Mexico sets a limit of 50 parts per million of PCBs in transformers. The Comisión Federal de Electricidad (CFE), Mexico’s national electric power utility, has 1.1 million transformers, to which must be added the number of transformers in the hands of private companies.

Prolonged exposure to PCBs can cause health problems such as cancer, respiratory ailments, liver damage, immune and nervous system disorders, impotence, pregnancy problems and skin irritations.

The industrial use of PCBs is based on their resistance to high temperatures, high chemical stability and electrical insulating properties.

“They accumulate and have a toxic effect on invertebrate aquatic species, fish, birds, aquatic and land mammals, leading to changes in the structure of aquatic ecosystems,” Leonor Cedillo, director of Research on Chemical Substances and Ecological Risks at the National Institute of Ecology (INE), told IPS.

PCBs “affect behaviour, hormone levels, growth and reproduction of consumers” in the food chain, she said.

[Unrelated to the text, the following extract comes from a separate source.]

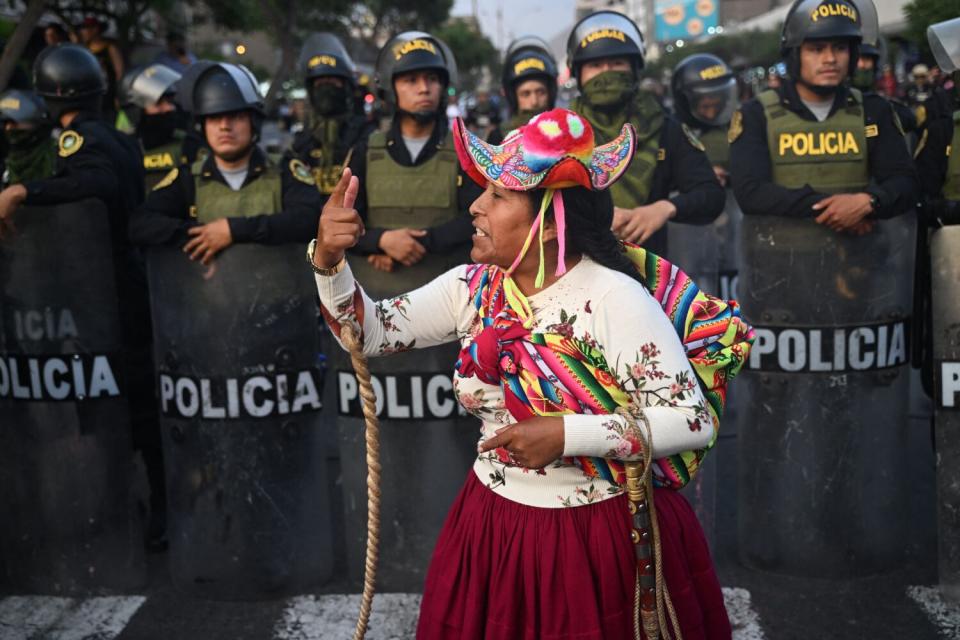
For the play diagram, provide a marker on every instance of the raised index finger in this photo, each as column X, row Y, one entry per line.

Monitoring carried out in 2004 and 2005 by INE, which falls under the Secretariat (ministry) of the Environment, found high concentrations of PCBs in fish at three locations in the southeast state of Yucatán, without determining the origin of the PCBs.

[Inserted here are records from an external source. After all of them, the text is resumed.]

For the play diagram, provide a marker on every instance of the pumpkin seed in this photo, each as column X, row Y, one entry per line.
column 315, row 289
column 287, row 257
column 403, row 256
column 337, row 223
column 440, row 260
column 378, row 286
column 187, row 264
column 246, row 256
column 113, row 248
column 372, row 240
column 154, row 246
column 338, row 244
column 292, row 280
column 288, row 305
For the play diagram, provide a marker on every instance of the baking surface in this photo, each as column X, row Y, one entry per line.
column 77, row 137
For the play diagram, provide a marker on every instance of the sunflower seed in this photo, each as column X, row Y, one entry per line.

Four research studies conducted by Mexican scientists between 1989 and 2005 found PCBs and other toxic compounds in oysters, tilapia fish and sparrows at several different locations in Mexico, with no explanation of how the animals were contaminated with the chemicals. The authorities carried out no follow-up on the findings.

“The risk is that the contaminated transformers can affect transformers that are not contaminated. One industry that causes concern is electrical repair shops, which should be supervised,” said Román.

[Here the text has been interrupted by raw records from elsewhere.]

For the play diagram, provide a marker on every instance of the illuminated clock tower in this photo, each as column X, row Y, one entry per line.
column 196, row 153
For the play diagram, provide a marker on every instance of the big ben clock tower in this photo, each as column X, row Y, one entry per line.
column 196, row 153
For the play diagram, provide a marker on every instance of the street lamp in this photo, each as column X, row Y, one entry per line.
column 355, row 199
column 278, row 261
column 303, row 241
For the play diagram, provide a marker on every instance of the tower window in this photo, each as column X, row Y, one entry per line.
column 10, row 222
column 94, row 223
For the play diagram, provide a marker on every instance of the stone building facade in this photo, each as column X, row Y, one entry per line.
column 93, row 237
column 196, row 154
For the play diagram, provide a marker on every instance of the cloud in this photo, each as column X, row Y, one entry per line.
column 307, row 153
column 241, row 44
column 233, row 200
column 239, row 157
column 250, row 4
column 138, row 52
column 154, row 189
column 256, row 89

By 2005, Mexico had destroyed 14,587 tons of PCB waste material, including contaminated transformers and oils.

But the authorities estimate that some 28,000 tons of PCB-contaminated waste and waste equipment and materials must still be identified, decommissioned and eliminated.

Since the project began, 2.7 tons of PCB-contaminated materials have been eliminated.

The second phase of the project, currently underway, is to involve PCB-analysis and inspection at 284 sites, bringing the total number of states where inspections will have been carried out from 13 to 20. The results are to be released in December.

The Fifth Meeting of the Conference of the Parties to the Stockholm Convention will mark the fate of endosulfan, a highly toxic pesticide. In 2010 the Stockholm Convention’s Scientific Review Committee recommended a global ban on endosulfan.

Some 80 countries have already banned the pesticide, or are in the process of doing so.

Mauricio Limón, under-secretary of environmental management in the Secretariat of the Environment, told IPS that Mexico will support the international ban.

But he stressed that “It’s not enough just to declare a ban. A public policy is needed for its elimination, as well as a search for technical and economic alternatives.”